The contrary view is that it is a claim that deals with renegotiation of a workplace agreement because it refers to a new agreement - and so is in breach of WorkChoices legislation. The union here argued that it was a term relating to termination of an agreement - a category allowed by the Act.

Senior Deputy President Cartwright did not have to decide the matter as a right of entry provision sought by the union offended the legislation. Regulation 2.8.5(1)(g) prohibited the provision as it dealt with union officials' rights to enter the site of the employer bound by the agreement.

New agreement provision

The employer argued that the clause requiring a new agreement be put in place before termination of the old agreement was prohibited by Regulation 2.8.5(1)(a), which bars content on 'renegotiation of a workplace agreement'.

The clause sought

The union's log of claims included the following proposed clauses:

'AMWU representatives upon arrival to the site must register and sign-off at reception and at all times be accompanied by the site union delegate;' and

'This agreement will continue in force after its nominal expiry date pursuant to the Act and will not be terminated except when replaced by a new agreement.'

Consideration

Senior Deputy President Cartwright said the characterisation of the second clause noted above was finely balanced.

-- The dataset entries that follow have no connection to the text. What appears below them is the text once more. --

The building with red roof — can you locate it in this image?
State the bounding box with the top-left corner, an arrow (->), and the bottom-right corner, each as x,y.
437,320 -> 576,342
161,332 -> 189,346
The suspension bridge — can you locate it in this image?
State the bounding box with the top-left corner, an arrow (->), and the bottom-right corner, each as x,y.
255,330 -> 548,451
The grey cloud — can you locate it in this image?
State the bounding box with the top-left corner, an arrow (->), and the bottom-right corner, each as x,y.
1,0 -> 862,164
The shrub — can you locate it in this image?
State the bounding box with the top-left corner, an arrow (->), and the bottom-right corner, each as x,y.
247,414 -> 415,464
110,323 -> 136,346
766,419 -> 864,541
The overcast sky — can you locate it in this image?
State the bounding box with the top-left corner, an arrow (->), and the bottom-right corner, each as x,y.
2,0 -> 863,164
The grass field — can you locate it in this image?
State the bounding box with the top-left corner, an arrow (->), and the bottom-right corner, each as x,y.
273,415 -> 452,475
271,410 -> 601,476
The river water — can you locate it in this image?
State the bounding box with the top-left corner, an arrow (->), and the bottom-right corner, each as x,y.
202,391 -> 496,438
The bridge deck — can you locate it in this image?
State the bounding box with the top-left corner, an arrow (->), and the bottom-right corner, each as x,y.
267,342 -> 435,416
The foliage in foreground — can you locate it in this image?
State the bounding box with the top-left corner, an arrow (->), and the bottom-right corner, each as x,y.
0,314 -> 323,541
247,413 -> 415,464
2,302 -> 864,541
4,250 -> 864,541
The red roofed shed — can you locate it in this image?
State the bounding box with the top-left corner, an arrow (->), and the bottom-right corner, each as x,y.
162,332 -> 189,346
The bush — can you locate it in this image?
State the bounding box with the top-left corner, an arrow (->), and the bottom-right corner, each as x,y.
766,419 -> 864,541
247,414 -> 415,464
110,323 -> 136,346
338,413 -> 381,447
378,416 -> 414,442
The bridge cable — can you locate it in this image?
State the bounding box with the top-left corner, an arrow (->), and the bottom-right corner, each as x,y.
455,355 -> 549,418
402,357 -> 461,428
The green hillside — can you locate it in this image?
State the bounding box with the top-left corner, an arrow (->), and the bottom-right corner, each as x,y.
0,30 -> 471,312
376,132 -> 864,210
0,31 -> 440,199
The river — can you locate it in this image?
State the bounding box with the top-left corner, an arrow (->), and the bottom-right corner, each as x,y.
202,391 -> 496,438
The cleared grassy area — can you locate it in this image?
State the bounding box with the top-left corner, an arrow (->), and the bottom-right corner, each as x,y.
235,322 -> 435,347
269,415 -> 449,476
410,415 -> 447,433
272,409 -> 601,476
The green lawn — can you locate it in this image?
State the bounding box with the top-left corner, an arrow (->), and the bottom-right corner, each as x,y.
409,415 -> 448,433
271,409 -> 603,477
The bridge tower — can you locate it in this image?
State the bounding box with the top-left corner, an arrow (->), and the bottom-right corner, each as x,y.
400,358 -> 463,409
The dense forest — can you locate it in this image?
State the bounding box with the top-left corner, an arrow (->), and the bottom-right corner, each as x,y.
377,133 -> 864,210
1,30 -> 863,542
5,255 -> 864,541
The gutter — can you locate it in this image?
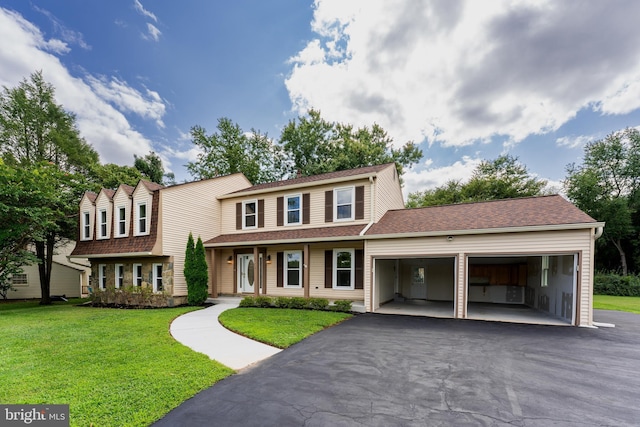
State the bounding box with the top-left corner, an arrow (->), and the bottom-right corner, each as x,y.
594,226 -> 604,240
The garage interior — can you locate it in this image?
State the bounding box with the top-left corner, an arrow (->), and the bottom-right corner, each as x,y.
375,255 -> 577,325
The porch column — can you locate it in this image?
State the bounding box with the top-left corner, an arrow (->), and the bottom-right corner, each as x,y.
208,249 -> 218,298
303,244 -> 310,298
254,246 -> 259,297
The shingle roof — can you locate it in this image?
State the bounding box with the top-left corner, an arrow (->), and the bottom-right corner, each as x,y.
230,163 -> 394,194
366,195 -> 598,236
83,191 -> 97,203
97,188 -> 116,200
117,184 -> 135,195
140,180 -> 164,192
205,224 -> 367,246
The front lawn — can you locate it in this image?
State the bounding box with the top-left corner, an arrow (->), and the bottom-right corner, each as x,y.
593,295 -> 640,314
218,307 -> 352,348
0,300 -> 233,426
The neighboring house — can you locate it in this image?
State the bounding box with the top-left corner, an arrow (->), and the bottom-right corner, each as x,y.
71,163 -> 604,326
8,240 -> 90,299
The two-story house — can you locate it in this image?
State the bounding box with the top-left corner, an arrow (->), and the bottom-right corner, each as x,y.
72,163 -> 603,326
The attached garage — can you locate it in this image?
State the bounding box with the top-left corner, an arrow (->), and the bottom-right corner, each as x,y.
363,196 -> 604,327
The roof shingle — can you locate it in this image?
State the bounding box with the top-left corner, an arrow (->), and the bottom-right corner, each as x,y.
205,224 -> 367,246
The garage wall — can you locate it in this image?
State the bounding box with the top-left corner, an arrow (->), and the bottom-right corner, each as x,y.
375,259 -> 396,304
426,259 -> 455,301
365,228 -> 595,325
527,255 -> 575,321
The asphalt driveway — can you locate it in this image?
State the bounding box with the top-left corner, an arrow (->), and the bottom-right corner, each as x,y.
154,310 -> 640,426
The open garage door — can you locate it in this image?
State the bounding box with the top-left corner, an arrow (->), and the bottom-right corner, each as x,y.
467,255 -> 577,325
374,257 -> 456,318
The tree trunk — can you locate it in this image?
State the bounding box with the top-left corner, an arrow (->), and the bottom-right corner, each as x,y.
611,238 -> 628,276
36,234 -> 54,305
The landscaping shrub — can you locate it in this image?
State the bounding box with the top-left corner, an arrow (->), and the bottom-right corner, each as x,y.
274,296 -> 290,308
594,273 -> 640,296
306,298 -> 329,310
288,297 -> 307,309
332,300 -> 353,312
254,296 -> 273,307
239,296 -> 256,307
89,286 -> 174,308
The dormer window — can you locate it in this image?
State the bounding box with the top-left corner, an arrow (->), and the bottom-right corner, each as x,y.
136,202 -> 148,235
82,211 -> 91,240
98,209 -> 108,239
116,206 -> 127,237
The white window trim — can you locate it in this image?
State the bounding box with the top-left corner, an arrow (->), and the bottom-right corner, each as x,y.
133,263 -> 143,287
284,250 -> 302,288
135,201 -> 149,236
333,249 -> 355,290
82,211 -> 91,241
98,209 -> 108,239
334,186 -> 355,222
243,199 -> 258,230
11,273 -> 28,286
285,194 -> 302,226
115,206 -> 127,238
115,264 -> 124,289
99,264 -> 107,290
152,263 -> 163,293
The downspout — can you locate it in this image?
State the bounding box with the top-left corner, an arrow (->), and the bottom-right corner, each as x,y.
594,226 -> 603,240
360,176 -> 376,236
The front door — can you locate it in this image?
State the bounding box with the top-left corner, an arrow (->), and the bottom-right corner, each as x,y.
238,254 -> 255,293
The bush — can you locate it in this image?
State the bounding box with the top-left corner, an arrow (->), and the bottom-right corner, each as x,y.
254,296 -> 273,307
274,297 -> 290,308
332,300 -> 352,312
594,273 -> 640,296
239,296 -> 256,307
306,298 -> 329,310
288,297 -> 307,309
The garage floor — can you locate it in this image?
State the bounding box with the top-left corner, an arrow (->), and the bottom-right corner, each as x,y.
376,300 -> 569,326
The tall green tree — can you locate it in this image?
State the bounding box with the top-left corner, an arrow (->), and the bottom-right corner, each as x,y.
280,109 -> 423,179
89,163 -> 142,190
184,232 -> 196,305
407,155 -> 547,208
184,235 -> 208,306
187,118 -> 286,184
134,151 -> 169,185
0,71 -> 98,304
564,128 -> 640,275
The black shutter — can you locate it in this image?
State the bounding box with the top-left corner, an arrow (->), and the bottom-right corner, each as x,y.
355,186 -> 365,220
325,190 -> 333,223
325,250 -> 333,288
355,249 -> 364,289
277,252 -> 283,287
301,251 -> 305,288
258,199 -> 265,228
236,203 -> 242,230
277,197 -> 284,227
303,193 -> 310,224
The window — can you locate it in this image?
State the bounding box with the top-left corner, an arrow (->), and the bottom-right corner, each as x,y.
541,256 -> 549,287
133,264 -> 143,287
243,200 -> 257,229
284,251 -> 302,288
137,202 -> 148,235
82,211 -> 91,240
98,209 -> 108,239
115,264 -> 124,288
11,273 -> 28,286
334,187 -> 354,221
116,206 -> 126,237
153,263 -> 163,292
333,249 -> 354,289
285,195 -> 301,225
99,264 -> 107,290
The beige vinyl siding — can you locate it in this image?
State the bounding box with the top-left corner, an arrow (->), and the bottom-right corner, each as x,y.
112,188 -> 132,238
9,262 -> 81,299
95,192 -> 113,240
374,165 -> 405,222
160,175 -> 251,296
365,228 -> 595,325
79,196 -> 95,240
220,179 -> 372,234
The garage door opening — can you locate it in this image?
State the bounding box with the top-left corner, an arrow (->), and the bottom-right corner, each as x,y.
374,257 -> 456,318
467,255 -> 577,325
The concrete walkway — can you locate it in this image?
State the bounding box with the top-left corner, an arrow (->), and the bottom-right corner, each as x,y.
169,298 -> 281,371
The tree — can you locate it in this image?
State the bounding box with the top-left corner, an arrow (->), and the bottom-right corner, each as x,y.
187,118 -> 287,184
564,128 -> 640,275
407,155 -> 547,207
184,232 -> 196,305
280,109 -> 423,179
0,71 -> 99,304
89,163 -> 142,190
134,151 -> 168,185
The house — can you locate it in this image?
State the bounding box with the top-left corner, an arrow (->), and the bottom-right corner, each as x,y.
8,240 -> 90,299
71,163 -> 603,326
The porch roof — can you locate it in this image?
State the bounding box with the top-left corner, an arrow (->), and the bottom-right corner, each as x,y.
204,224 -> 367,247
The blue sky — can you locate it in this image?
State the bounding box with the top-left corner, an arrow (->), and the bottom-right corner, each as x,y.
2,1 -> 640,196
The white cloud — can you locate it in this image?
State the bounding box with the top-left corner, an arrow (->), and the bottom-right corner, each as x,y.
403,156 -> 482,195
145,23 -> 161,42
0,7 -> 164,165
133,0 -> 157,23
286,0 -> 640,149
33,5 -> 91,50
556,134 -> 595,149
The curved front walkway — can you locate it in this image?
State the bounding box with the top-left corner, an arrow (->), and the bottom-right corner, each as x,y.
169,298 -> 281,371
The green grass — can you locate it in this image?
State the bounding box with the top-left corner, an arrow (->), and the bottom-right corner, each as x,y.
593,295 -> 640,314
218,307 -> 352,348
0,299 -> 233,426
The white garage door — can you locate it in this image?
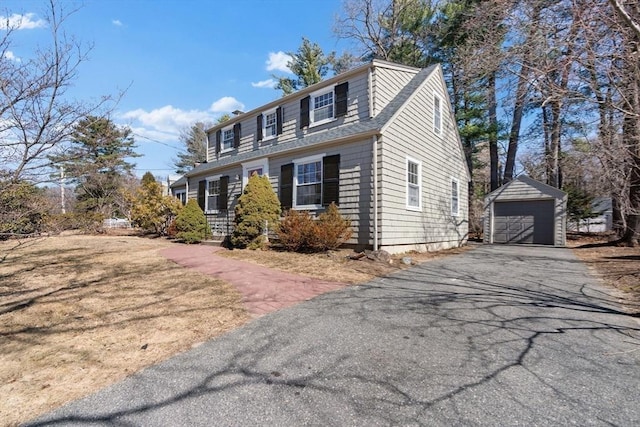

He said he favoured the view that it dealt with renegotiation of a workplace agreement because it contemplates a new agreement.

However, he did not need to decide the matter. He did add in conclusion:

'… it illustrates the risks attached to attempting to negotiate just short of the boundary on prohibited content. Any crossing of the boundary may deny employees access to protected industrial action.'

AMWU v EDI Rail Pty Ltd. - AIRC - PR973839 - 31 August 2006.